I got the CD too. I am sticking to the pro plan.


----------



## Misty Marsh (Aug 1, 2003)

I agree that the protien to fat mixture is off for an active field dog, but the brand as a whole is one of the two best out there as proven by the FDA.


----------



## Braveheart (Mar 30, 2004)

Royal Canin makes a 30/20. I think it is Chicken and Rice, it is just NOT the new they are selling as "Breed Specific". I agree that overall, the company and the food is probably one of the best around.


----------



## Cray Stephenson (Jan 3, 2003)

Braveheart said:


> Royal Canin makes a 30/20. I think it is Chicken and Rice, it is just NOT the new they are selling as "Breed Specific".




The problem is why they decided to make this "Breed Specific" (not a Royal Canine problem). But this is a "Fat loss" food...designed to maintain muscle while losing weight. SO...the problem is that there are a bunch of overweight labs out there. 

All of us that received the disc in the mail...had you registered a lab within the last year?

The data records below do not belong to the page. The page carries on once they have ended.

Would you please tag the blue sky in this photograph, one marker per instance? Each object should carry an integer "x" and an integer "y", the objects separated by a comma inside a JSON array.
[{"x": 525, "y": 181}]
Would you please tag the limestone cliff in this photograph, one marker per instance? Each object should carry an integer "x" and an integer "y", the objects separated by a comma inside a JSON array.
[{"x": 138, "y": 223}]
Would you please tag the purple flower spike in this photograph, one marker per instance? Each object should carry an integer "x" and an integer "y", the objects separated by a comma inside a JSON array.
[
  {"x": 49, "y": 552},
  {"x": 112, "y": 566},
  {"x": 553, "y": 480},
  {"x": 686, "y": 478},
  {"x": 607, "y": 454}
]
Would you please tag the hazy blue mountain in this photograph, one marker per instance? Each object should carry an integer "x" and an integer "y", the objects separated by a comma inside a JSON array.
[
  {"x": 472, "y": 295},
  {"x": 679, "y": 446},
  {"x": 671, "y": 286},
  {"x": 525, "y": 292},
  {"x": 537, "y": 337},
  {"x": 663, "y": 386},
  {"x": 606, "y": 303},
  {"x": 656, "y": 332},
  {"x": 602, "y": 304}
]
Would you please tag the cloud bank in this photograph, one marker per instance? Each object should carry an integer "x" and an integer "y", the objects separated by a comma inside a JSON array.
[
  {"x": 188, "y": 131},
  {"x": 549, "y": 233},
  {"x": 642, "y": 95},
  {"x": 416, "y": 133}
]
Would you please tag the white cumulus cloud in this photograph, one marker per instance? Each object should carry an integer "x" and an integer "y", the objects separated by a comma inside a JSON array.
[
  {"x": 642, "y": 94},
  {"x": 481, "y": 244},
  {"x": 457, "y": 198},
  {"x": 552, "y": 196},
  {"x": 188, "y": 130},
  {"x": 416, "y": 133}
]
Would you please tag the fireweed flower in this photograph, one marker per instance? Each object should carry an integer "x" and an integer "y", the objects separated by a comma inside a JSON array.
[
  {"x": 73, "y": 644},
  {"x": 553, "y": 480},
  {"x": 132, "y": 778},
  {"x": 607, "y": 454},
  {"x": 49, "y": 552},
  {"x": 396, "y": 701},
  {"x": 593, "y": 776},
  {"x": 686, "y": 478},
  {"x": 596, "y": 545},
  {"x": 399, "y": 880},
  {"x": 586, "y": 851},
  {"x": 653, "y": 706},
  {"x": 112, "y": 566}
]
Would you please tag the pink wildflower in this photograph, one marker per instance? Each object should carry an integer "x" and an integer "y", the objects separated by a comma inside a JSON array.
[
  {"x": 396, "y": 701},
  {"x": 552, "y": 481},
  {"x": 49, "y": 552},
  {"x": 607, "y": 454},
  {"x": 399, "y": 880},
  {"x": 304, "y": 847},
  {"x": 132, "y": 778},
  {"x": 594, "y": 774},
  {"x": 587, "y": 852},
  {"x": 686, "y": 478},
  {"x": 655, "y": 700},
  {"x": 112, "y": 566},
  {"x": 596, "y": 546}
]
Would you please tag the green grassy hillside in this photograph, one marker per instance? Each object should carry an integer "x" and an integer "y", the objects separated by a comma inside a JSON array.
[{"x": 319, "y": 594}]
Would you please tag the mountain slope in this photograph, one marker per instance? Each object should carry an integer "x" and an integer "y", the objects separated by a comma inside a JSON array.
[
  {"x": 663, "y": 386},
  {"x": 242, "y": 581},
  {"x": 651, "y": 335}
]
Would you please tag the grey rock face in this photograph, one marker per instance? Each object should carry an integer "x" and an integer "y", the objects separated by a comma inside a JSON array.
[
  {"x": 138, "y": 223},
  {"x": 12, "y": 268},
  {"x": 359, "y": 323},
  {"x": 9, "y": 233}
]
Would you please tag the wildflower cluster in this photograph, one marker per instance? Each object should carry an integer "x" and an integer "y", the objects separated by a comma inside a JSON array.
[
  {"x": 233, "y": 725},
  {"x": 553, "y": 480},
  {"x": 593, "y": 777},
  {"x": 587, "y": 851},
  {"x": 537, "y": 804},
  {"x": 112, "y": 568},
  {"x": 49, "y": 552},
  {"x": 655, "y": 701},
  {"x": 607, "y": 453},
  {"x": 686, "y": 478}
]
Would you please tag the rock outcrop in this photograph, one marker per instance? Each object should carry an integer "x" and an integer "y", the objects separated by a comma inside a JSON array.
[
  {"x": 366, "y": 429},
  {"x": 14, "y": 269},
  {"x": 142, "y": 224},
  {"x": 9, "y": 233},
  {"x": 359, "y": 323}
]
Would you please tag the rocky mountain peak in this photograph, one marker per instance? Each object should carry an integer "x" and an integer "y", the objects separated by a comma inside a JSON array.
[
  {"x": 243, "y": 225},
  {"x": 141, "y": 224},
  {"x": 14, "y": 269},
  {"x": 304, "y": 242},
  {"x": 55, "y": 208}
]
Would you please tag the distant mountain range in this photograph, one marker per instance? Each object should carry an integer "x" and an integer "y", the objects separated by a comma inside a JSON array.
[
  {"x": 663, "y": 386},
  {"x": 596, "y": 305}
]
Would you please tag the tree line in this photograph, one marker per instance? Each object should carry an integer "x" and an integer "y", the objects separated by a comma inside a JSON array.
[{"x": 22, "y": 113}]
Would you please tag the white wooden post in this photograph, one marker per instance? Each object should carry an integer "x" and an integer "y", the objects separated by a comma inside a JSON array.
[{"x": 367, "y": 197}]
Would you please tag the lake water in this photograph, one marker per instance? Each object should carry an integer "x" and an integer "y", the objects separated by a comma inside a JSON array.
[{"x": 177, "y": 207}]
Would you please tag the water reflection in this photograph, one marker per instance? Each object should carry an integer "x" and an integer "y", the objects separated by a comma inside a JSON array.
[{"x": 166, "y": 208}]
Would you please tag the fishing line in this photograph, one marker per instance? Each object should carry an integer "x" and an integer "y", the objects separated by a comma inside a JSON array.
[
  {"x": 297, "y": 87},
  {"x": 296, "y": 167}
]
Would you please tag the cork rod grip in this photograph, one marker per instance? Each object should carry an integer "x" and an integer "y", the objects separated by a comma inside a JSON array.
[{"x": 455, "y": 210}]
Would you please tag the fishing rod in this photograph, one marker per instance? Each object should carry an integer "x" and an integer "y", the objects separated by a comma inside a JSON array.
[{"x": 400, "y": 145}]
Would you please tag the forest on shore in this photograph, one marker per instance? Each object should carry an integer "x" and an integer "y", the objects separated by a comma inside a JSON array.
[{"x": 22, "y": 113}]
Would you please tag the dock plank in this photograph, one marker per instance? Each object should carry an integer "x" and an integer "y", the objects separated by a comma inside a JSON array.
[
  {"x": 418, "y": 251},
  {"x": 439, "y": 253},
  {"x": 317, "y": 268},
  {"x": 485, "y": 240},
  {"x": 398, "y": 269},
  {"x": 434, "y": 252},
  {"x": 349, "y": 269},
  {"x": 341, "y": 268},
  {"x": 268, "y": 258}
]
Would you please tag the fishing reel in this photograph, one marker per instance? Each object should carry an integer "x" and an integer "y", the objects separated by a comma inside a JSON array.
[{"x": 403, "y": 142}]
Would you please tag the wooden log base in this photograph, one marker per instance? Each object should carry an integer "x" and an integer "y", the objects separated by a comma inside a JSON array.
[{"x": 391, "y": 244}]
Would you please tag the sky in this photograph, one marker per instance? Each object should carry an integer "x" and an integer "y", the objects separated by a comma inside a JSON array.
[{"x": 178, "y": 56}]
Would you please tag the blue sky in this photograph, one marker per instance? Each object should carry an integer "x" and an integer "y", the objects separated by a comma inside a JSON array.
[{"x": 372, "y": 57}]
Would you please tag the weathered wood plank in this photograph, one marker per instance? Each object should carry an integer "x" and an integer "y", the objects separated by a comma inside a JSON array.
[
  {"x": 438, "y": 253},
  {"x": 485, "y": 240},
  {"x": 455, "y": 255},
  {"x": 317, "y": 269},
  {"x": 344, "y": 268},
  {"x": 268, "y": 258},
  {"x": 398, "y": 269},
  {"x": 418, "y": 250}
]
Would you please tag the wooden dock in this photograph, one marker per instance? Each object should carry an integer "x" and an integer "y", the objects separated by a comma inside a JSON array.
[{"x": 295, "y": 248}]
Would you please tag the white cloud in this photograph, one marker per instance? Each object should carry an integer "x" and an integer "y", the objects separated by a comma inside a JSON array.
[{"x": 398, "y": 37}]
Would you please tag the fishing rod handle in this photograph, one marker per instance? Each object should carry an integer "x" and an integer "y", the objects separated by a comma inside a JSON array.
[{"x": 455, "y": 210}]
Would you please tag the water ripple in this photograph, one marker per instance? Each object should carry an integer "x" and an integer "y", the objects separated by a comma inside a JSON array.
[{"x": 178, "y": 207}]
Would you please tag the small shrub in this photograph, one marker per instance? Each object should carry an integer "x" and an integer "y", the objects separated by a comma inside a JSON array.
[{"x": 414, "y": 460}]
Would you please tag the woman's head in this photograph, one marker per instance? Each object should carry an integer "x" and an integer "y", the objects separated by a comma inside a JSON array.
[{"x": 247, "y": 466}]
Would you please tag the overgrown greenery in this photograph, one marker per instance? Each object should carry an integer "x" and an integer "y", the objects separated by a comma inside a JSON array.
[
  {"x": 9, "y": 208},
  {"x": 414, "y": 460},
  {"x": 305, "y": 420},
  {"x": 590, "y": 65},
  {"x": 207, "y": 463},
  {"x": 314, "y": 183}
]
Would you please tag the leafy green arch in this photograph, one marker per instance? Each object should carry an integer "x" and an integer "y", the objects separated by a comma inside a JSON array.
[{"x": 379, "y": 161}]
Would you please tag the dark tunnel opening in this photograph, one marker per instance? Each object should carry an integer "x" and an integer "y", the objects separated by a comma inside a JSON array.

I have...and am wondering if it is from an AKC mailing list.


----------



## GA labman (Apr 12, 2004)

Have not registered a dog, but I did buy a four gen. pedigree. Other than that I dont know why I would have recieved it.


----------



## John Gassner (Sep 11, 2003)

Tried it on a Golden with no need to lose weight. Gave up before the first bag was gone. Does seem to be a premium product. I checked out all their info on their website and then tried it. The dog ate it but was not crazy about it. He prefers pro-plan, Eukenuba, and Eagle pack, which is what he's on now.

John


----------



## AChandler (Jun 11, 2004)

All of the dog foods that are being discussed are considered premium dog foods. They are ok foods but not on the level of the super-premium foods. I am using Canidae at this time and have also used Innova. If you look at the ingredients in the super foods the first three ingredients should be meats. They are also using human grade meats. When the ingredient is chicken it says chicken. It is not chicken meal or chicken by-products. Go to the web sites for the manufacturers I have mentioned and you can read in more detail about how dog food is made and what ingredients are good and bad.


----------